Inflation forecasts were revised to 5.2% this year, GDP was revised lower, and unemployment was raised higher. Plus, Powell said in his Q&A that the longer run neutral rate is “in the mid 2’s”, which is just one more 0.75% hike away. I think the Fed is now admitting it is intentionally putting us into a recession.


On the 75bps hike, it wasn’t just that Friday’s headline CPI sped up to 8.6% from 8.3%. Or that the monthly pace increased from 0.3% to 1.0%.


Inflation expectations, what we have long argued is more important to the Fed than backward looking CPI, hit an all-time high on Friday. Powell committed a decent amount of energy on the topic of inflation expectations.

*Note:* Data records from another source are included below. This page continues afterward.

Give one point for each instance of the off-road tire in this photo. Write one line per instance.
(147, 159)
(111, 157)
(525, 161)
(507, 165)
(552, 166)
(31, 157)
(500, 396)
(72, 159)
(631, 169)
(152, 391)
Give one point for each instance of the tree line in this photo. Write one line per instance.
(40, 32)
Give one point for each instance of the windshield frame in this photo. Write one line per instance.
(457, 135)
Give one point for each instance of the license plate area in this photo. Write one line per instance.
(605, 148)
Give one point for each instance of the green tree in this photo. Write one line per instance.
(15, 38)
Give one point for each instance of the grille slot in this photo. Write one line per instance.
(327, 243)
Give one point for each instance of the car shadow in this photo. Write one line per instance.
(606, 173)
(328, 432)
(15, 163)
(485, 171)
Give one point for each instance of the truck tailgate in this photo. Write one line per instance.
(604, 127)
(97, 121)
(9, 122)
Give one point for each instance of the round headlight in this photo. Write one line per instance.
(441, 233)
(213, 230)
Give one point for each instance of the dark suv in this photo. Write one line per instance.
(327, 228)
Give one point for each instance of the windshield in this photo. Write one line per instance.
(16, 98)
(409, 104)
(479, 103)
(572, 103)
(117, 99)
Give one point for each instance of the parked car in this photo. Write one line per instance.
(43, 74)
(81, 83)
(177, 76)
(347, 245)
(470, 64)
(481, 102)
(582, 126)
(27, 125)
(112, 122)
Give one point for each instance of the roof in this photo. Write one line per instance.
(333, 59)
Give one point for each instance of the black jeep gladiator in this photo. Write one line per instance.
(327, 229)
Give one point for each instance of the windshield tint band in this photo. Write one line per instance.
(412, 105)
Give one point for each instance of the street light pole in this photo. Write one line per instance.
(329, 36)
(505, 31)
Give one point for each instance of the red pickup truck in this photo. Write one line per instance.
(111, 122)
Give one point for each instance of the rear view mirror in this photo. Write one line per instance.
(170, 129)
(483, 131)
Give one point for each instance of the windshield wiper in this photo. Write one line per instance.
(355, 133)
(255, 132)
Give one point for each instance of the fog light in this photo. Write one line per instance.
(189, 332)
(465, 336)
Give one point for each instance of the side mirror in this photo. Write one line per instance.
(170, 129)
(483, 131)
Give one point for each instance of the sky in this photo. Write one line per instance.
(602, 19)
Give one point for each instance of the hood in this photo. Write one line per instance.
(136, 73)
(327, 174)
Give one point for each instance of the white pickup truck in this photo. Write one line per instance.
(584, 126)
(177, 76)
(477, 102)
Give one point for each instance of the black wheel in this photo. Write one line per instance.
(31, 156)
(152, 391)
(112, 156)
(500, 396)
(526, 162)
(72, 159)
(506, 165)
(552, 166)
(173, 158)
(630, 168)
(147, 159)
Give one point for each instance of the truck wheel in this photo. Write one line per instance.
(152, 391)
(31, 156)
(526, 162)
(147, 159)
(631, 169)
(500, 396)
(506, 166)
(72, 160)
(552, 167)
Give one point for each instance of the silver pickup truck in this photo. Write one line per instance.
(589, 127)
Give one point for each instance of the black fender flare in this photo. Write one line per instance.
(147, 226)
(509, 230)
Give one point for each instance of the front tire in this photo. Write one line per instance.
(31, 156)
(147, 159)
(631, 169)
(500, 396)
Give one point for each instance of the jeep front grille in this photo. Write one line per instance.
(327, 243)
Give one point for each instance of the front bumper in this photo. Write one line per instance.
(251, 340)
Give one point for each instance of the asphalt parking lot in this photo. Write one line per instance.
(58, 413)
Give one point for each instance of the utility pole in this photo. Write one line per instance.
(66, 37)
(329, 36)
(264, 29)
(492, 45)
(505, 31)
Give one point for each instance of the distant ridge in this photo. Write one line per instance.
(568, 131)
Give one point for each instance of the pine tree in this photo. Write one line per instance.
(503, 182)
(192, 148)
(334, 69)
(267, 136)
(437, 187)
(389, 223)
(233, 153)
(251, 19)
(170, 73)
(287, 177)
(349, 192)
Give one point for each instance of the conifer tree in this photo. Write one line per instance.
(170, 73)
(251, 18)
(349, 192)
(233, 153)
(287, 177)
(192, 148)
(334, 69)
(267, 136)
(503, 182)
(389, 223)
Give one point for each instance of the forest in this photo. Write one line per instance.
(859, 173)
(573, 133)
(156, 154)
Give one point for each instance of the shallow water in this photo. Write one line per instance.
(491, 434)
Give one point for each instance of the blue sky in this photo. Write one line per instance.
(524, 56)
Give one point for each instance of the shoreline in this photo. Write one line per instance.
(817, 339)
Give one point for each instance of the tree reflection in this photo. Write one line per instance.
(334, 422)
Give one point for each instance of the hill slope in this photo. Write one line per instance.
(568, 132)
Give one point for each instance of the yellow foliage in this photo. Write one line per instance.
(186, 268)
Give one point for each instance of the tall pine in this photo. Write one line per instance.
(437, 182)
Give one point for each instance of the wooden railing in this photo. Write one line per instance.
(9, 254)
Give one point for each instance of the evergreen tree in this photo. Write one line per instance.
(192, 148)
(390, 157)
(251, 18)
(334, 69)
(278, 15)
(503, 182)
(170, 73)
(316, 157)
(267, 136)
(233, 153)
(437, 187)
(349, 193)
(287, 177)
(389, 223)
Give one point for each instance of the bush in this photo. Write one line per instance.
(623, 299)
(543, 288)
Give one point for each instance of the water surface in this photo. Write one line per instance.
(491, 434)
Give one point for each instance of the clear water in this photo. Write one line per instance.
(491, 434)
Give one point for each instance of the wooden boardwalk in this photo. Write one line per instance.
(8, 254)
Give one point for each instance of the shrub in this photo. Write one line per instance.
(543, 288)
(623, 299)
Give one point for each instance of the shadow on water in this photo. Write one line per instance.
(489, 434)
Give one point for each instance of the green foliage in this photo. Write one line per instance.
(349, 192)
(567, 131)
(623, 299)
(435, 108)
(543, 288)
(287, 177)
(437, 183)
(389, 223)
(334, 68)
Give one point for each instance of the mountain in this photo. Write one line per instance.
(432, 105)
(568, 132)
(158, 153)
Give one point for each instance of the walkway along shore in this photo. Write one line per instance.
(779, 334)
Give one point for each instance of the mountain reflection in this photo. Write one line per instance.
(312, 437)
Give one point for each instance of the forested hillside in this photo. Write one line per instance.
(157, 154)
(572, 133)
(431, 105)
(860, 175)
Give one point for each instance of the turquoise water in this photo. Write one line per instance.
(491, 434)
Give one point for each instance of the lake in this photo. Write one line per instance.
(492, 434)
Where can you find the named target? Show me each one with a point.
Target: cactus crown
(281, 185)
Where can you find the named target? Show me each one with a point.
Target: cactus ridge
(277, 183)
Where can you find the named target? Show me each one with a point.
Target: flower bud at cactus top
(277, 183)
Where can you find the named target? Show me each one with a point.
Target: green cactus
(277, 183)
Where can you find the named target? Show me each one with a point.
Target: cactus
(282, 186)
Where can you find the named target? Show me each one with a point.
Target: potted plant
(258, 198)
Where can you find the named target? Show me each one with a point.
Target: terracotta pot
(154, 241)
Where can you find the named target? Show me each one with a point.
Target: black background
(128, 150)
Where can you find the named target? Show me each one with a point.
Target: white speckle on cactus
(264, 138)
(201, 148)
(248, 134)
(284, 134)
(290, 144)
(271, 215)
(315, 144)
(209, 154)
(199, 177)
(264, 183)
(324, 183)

  • “Short term inflation is still very high, but comes down sharply in the coming years”
  • “This is very important to us that this remains the case”
  • “If we even see a couple of indicators that bring this into question, we take this very seriously”
  • “We are absolutely committed to keeping longer run expectations anchored at 2.0%”
  • “Inflation can’t come down until it flattens out.”
  • “What we want to see is a series of monthly declining readings.”





Warm and Fuzzies

Inflation has never dropped by 2.0% without a recession

Unemployment has never risen by 0.5% without a recession

The yield curve inverted this week, which isn’t that big of a deal except it has a 1.000 batting average

Financial Conditions are just shy of “restrictive” territory for just the third time in 5 years

University of Michigan Consumer Sentiment is at an all-time low (going back to 1978)

  • Think about all the bad things, the recessions, wars, terrorist attacks, pandemics, market crashes, currency crisis, financial crisis, hyper-inflation, etc.… the consumer has never been more negative than right this moment


Atlanta Fed GDPNow is projecting Q2 GDP at 0.0%, which would effectively confirm we are already in a recession since Q1 was -1.5%

The ECB is holding an emergency meeting after Eurozone bond yields surged, creating chatter of potential default among the weaker members (cough cough Italy)

Retail sales posted first decline in 5 months, -0.3% vs forecasted 0.1%

Homebuilder sentiment drops to lowest point in two years

Equities are in bear market territory

The Eagles are the sleeper Super Bowl pick

25% of homes listed on the market have cut prices and mortgage demand is half of what it was a year ago

Retailers loaded up on inventory and are about to start slashing prices

The Barclays Capital High Yield 10yr Spread gapped above 5.0%

Oil is at $117/barrel (it started the year at $77) which Biden blames on corporate greed




I think this is a slightly positive step in retaining a shred of credibility with the market because the Fed pivoted in response to Friday’s inflation report.


I know this it tough to envision right now, but the stage has been set for the end of QT and then ultimately the first rate cuts.